LONDON – UK Foreign Minister Boris Johnson thinks the government should look “seriously” at the idea of building a 28-mile,£15 billion bridge over the Irish Sea to connect Scotland and Northern Ireland.
There are only a couple of problems with the proposal: The sea there is up to three times as deep as the English Channel (which separates Britain and France) and part of it includes a 1 million tonne underwater weapons dump.
Johnson has proposed speculative bridges before.
In January, he said Britain and France should be joined by a 22-mile bridge because it was “ridiculous” that two of the world’s greatest economies are linked only by a single railway.
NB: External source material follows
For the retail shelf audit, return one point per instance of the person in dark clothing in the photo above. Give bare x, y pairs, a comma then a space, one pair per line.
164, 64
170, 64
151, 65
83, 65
Prior to that, when he was Mayor of London, he proposed a new “Garden Bridge” across the Thames River. After £46 million was spent on research and planning, the bridge was cancelled by his successor, Sadiq Khan.
This time around, Johnson thinks the 26-mile gap between Larne (near Belfast, Northern Ireland) and Portpatrick (Scotland) is doable.
“Boris thinks this is an interesting idea which should be looked at more seriously – as politicians in both Scotland and Northern Ireland have already said,” The Telegraph reported. “It’s the kind of ambitious project we need to make a success of [post-Brexit] Global Britain.”
- Local sea depths:
- Irish Sea: 160 metres
- English Channel: 45 metres
At first glance, it looks as if a bridge might be a good idea. The Irish Sea reaches its narrowest point between the two nations in the north, and a bridge there would provide a straight-shot connection between Belfast, Glasgow and Edinburgh of just a few hours’ journey. Currently, the gap is served by a ferry that takes about two hours each way.
But there are problems.
Crossing one of the narrowest parts would land the bridge near Campbeltown in Scotland, which is a two-and-a-half hour, 138-mile drive to Glasgow, because there are no other bridges over the intervening lochs. The other route, via Portpatrick, is only 93 miles, but still takes 2 hours and 20 minutes to Glasgow, by car.
Either way, within that narrow gap is “Beaufort Dyke,” an especially deep trench in the sea that the British military began using as a safe place to dump chemical and conventional munitions after the Second World War.
There are up to 1 millions tonnes of unexploded, rotting ordnance sitting in the 300-metre deep hollow. Decaying weapons still occasionally wash up on shore from it. There have been 186 sudden explosions linked to the dump, according to this study of seismic activity in the area.
The largest explosion was also the most recent one, in 2004, the study’s authors note. Here is a seismograph of the blast:
Even the architect who first proposed the bridge, Professor Alan Dunlop of Liverpool University, says the weaponry poses a daunting challenge:
While Alan believes this is the most beneficial route, it also poses a number of challenges. The distance between Portpatrick and Larne spans around 26 miles and the bridge would need to accommodate Beaufort’s Dyke, a 300-metre deep trench off the west coast of Scotland, which was used as a munitions dump after the Second World War.
“How you would build a bridge across that was a challenging thing to actually do,” Alan admitted.
“I looked into the prospect of how that might be done and I found out, for instance, in Norway they’re prototyping floating bridges and they’re building bridges that are spanning across trenches that are 500 metres deep.”
A bridge is architecturally possible. China has at least three bridges that are more than 100 miles long.
But there are also economics to think about. A Northern Ireland-Scotland bridge would seek to replicate the success of the Øresund bridge linking Copenhagen in Denmark and Malmo in Sweden. Both those two countries have much larger populations and therefore a much greater potential level of trade. Northern Ireland and Scotland are, combined, half the size:
- Market populations:
- N. Ireland: 1.8 million
- Scotland: 5.3 million (Total: 7.1 million)
- Sweden: 10 million
- Denmark: 5.7 million (Total: 15.7 million)
No doubt building such a bridge would increase the amount of trade between Scotland and Northern Ireland. But it would still be a market that has half the number of consumers that benefit from the Øresund span.